Margaret spun around, her eyes wide as she stared at the ghostly figure. "Oh, sweet Jesus."

"She’s one of my ancestors," Thomas explained. "One, I should have listened to more."

“Can’t go back now,” Claude replied.

"No, we can’t," Margaret said. "What exactly do we need to do to prevent the end of the world?"

CHAPTER 16

DAHLIA

"That is the million-dollar question," Dre replied with a smirk. "We need to come up with a plan that'll not only stop this cosmic nightmare from getting through to eat everyone's soul.
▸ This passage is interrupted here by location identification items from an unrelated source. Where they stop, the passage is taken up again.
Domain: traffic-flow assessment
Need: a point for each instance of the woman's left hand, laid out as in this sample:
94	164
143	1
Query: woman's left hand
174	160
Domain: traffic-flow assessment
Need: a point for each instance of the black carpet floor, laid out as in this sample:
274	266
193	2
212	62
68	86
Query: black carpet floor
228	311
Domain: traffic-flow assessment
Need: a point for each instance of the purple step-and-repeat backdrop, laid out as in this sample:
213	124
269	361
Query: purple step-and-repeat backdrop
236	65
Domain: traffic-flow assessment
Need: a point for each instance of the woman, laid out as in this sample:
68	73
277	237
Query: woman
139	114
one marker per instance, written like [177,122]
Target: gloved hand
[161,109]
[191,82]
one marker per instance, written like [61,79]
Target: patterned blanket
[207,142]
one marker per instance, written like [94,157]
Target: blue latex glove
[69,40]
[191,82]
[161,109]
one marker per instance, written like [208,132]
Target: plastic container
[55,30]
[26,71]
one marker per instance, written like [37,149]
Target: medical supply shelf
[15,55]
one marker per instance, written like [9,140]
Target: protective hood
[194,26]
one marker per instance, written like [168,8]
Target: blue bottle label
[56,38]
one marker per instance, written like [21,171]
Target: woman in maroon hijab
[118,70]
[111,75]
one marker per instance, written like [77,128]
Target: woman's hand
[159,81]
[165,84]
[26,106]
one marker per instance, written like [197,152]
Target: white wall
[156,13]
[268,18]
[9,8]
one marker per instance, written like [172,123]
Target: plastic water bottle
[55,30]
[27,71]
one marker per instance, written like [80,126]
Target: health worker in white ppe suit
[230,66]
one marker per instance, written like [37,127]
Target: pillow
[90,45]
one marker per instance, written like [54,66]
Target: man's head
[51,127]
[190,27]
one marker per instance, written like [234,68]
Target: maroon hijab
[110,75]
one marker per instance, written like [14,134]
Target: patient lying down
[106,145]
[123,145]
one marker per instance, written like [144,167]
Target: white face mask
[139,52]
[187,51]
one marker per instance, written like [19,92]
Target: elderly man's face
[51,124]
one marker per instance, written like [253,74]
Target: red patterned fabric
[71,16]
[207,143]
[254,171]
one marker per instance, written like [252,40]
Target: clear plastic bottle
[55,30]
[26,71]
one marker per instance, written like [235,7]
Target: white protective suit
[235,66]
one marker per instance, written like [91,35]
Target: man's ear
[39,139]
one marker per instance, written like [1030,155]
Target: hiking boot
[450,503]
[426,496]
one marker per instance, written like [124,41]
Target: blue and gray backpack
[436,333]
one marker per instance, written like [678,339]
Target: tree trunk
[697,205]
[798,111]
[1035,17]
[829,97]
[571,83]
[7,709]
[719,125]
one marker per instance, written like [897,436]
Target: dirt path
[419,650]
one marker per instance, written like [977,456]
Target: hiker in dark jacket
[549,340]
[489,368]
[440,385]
But also make sure we don't end up in this exact same mess in another hundred and seventy years."

My gaze lifted from the collection of artifacts we'd rescued from three different locations. Dre was right. We needed a plan. We had hours before the binding collapsed entirely. The problem was that we had zero idea how to make any of this work.

"Right," I said, channeling every ounce of crisis management energy I'd developed as a social worker. "We should start by modifying the ritual used to bind him. How hard can it be?"